22.11.2012
İçişleri bakanlığıyla bir görüşme gerçekleşti. Arkadaşlar, hazırladığımız bildiriyi okudular ve parlementonun temsilcileri bu bildiriyi tepkiyle karşıladılar. Neden kendilerine ırkçı yasaları çıkaranlar ve ırkçılar olarak hitap ettiğimizi sordular.
Taleplerimiz bu bildiride dile getirildi. Onlar, parlementoda bulunan arkadaşların kendi kişisel sorunlarını anlatmalarını istedi. Başkalarının sorunlarıyla ilgilenmemeleri tavsiye edildi. Parlemento temsilcileri taleplerimizin ve direnişimizin siyasal niteliğini gölgelemek ve sorunu kişiselleştirmek istediler.

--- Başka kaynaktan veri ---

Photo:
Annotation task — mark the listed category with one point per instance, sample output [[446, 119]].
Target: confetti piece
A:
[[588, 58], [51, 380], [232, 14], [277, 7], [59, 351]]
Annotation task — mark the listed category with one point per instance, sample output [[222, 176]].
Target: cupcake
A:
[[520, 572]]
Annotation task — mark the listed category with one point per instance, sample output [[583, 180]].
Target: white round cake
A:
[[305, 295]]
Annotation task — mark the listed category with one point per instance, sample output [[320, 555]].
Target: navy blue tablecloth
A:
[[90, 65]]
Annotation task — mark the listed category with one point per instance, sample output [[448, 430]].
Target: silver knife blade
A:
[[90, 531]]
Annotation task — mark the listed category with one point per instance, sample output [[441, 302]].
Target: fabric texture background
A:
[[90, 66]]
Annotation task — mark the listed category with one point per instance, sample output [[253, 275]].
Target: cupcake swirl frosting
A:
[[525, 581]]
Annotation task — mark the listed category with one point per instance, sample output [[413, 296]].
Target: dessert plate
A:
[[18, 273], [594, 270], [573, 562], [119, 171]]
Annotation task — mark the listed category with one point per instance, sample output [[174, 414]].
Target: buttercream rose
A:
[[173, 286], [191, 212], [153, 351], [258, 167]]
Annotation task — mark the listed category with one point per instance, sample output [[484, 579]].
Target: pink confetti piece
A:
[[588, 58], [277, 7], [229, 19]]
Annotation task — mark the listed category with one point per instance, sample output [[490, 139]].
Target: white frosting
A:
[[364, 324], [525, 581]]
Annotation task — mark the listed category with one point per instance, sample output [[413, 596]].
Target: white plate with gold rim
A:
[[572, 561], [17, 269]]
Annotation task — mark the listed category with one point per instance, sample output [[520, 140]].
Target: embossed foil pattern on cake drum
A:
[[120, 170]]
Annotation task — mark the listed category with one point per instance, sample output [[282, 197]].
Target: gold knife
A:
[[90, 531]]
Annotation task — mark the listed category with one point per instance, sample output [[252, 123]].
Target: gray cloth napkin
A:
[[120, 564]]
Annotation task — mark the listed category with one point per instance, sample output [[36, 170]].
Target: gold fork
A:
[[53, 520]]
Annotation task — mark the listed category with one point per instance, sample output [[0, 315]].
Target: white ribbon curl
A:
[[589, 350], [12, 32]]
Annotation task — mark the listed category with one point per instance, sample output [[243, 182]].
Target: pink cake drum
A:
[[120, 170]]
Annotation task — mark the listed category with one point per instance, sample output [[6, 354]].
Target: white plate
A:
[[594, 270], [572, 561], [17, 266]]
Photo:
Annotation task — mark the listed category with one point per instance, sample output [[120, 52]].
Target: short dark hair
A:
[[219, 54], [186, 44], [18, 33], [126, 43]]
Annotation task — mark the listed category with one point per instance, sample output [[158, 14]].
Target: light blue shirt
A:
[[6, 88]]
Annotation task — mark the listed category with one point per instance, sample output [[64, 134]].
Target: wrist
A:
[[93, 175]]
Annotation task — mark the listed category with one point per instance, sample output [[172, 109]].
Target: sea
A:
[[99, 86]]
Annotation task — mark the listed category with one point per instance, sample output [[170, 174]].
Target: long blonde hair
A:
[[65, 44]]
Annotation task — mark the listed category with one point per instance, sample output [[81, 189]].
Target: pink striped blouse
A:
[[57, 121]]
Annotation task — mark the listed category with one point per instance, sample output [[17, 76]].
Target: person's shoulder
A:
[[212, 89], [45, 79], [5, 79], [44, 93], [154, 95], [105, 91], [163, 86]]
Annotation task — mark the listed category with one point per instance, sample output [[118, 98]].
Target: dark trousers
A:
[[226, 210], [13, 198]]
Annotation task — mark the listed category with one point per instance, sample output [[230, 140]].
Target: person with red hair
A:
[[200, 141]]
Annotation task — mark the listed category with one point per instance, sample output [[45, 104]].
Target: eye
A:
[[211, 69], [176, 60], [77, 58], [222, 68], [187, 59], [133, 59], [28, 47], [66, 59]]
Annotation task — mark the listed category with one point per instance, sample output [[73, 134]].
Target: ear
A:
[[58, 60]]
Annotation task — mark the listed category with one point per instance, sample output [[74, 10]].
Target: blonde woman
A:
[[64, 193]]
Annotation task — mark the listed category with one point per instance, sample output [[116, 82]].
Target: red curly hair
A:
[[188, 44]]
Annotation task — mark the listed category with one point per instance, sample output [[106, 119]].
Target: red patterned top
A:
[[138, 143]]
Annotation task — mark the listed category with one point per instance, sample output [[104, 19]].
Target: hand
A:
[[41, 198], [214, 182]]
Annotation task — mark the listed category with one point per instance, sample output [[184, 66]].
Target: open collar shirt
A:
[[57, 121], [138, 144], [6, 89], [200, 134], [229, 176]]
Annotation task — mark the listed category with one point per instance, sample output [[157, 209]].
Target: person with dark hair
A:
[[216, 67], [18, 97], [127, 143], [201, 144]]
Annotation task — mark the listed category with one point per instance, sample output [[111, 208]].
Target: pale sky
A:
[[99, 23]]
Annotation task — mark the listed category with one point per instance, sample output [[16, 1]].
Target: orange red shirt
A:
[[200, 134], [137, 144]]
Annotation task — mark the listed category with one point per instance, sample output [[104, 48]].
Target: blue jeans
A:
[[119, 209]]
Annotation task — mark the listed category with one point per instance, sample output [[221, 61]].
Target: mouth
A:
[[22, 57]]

Parlemento görüşmesinden çıkan özet sonucu şöyle açıklayabiliriz: Bizim direnişimizde dile getirdiğimiz taleplerle ilgili olarak adım atmaya niyetleri yoktur.
Parlemento taplantısında 36 kişi vardı. Bütün partilerden parlemento taplantısına katılım olmuştu. Arkadaşlar içeriğe girdiğinde konukseverlik gösterisi yaptılar, parlementerler kibar davranışlarda bulundular. Arkadaşların paltolarını askıya asma teklifinde bulundular.
CDU'dan da birileri vardı. Bu parti hükümet partisidir. Sınır dışı etme konusunda, mültecilerin bir çoğunun katil olduğu için sınır dışı edildiğini söylediler. Romaları örnek verdiler, Romaların Almanya'ya akın ettiğini ve bunu önlemek için Romaları sınır dışı etmek zorunda olduklarını söylediler.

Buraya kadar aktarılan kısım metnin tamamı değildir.